Neither the acknowledgement of male toxicity nor the unacknowledged prejudice against women is hard to find in “True Detective” Season 1. Cohle’s cynicism toward humanity (especially the cruelty of men) and Hart’s reluctance to accept such a dark worldview becomes a recurring push and pull between partners. At the same time, the season itself treats women with a carelessness than could be considered cruel. Thinly sketched wives, lost daughters, sex workers who were little more than props — these were the women of Season 1, and they weren’t exactly dynamic characters. With “Night Country,” there was an opportunity to tackle those flaws head-on.

“It was nice to reimagine [‘True Detective’] from a female point of view — a genuine female point of view, where you have characters that are messy, peculiar, and need each other,” Foster said. “There’s a sort of a weird sisterhood there, where they hate each other but they have each other’s backs and they respect one another. Even their relationships to their sexuality, which are also kind of messed up, were interesting when you revisit the original ‘True Detective’ — it’s a way of seeing what happens when you apply a female gaze to this anthology.”

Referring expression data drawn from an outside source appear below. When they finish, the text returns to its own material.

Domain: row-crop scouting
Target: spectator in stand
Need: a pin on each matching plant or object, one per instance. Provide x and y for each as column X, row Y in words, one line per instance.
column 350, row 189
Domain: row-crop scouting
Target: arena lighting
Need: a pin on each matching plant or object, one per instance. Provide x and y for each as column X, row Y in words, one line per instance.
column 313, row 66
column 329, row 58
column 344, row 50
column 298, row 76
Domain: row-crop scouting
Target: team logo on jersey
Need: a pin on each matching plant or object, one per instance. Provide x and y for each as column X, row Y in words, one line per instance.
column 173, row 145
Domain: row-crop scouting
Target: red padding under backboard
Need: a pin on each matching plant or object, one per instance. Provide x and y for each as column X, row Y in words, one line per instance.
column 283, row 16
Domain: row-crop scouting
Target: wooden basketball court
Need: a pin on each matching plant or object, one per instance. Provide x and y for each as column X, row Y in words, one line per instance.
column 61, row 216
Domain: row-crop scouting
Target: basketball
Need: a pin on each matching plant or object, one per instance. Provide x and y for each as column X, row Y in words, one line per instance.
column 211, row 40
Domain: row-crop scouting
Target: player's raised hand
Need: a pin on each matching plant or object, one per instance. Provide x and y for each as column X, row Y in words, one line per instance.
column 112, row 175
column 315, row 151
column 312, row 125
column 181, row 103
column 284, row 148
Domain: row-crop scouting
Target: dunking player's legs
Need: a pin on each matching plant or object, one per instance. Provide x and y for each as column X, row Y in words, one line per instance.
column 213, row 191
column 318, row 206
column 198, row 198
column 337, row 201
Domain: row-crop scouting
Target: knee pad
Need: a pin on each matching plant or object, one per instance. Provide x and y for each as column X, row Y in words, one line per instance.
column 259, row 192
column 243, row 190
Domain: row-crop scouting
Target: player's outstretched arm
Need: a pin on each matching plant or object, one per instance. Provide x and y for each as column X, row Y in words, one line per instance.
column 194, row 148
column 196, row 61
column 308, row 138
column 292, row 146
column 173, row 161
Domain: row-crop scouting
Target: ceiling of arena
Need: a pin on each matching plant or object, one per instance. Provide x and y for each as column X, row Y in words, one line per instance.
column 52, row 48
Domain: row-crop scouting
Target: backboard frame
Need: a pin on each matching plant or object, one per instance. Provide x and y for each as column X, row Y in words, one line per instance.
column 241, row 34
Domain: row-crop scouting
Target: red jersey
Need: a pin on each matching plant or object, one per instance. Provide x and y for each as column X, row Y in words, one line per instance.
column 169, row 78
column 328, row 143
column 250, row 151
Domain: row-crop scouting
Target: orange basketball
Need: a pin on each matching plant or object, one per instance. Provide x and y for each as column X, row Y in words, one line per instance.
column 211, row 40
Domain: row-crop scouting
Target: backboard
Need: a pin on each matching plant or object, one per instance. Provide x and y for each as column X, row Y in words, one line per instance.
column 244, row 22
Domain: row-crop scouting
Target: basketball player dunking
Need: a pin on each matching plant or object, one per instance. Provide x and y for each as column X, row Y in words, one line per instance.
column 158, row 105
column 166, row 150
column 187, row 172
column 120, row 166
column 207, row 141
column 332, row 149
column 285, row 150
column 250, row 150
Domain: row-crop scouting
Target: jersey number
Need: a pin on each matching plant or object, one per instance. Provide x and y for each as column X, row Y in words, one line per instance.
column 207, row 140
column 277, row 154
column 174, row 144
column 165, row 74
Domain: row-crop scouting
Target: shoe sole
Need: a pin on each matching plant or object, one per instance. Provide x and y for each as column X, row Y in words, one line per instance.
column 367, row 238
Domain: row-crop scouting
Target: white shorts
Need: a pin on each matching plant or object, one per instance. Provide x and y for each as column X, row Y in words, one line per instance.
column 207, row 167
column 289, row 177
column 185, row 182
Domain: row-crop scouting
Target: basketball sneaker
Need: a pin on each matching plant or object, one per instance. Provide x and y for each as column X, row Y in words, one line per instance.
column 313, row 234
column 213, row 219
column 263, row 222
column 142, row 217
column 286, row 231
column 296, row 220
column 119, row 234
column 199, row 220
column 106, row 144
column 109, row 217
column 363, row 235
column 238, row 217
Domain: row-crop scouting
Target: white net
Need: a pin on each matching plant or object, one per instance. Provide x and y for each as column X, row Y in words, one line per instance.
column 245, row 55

“I’m not mad at ‘True Detective’ being male because [Nic] Pizzolatto is a guy — it’s appropriate he made a show about the things he believed in and he perceives,” López said. “It is what it is. It’s not dancing around it. It’s about men and the obsessions that torture men, and the interaction and the expectations of men with women. It’s a very interesting, profound look into the male psyche. But it’s been done. So why do it again?”

Instead, López focused on how her story could elicit a similar reaction as the first season. She recognized that people may think they want to see exactly what they saw before, but what they really want is to feel the same way they felt when they saw it.

“I know we all miss that series,” she said, “but we can get the same feeling and emotion by telling a completely different story that you haven’t seen. It will feel like new and it will give you what you crave. Where the other one is sweltering, this one is cold. Where the other one is light, this one is dark. So yes, I think they’re complimentary pieces.”

So far, reactions have been positive. Ratings reflect fans’ enthusiasm for “Night Country,” with the total audience growing each week through Episode 3. As with any mystery, final verdicts will be held until after the finale airs — and the corpsicle’s full significance has been revealed — but those that have seen the ending tend to admire it. Critics were given all six episodes ahead of time, and their reviews have given Season 4 the highest Metacritic rating since, aptly, Season 1.

“There’s something about looking for these scientists, these missing men, these fabulous wise men,” Foster said. “I think it’s really powerful, because it is inverted from the original thing — instead of the dead woman, it’s the dead men — but it all goes back to what the reality is [for Danvers and Navarro.] It all relates back to murdered and disappeared indigenous women that, in our culture, don’t matter enough. And [the deaths] of these scientists sort of opened up a portal of nature’s vengeance in support of those women. I thought that was just a beautiful idea.”

There’s no telling where “True Detective” will go in the future, who will pick up the badges and whose deaths they’ll be working to avenge. But “Night Country” has paved clear path toward a bright future. Just wait ’til the ice melts — and you see how it ends.

“True Detective” Season 4 is available on HBO and Max.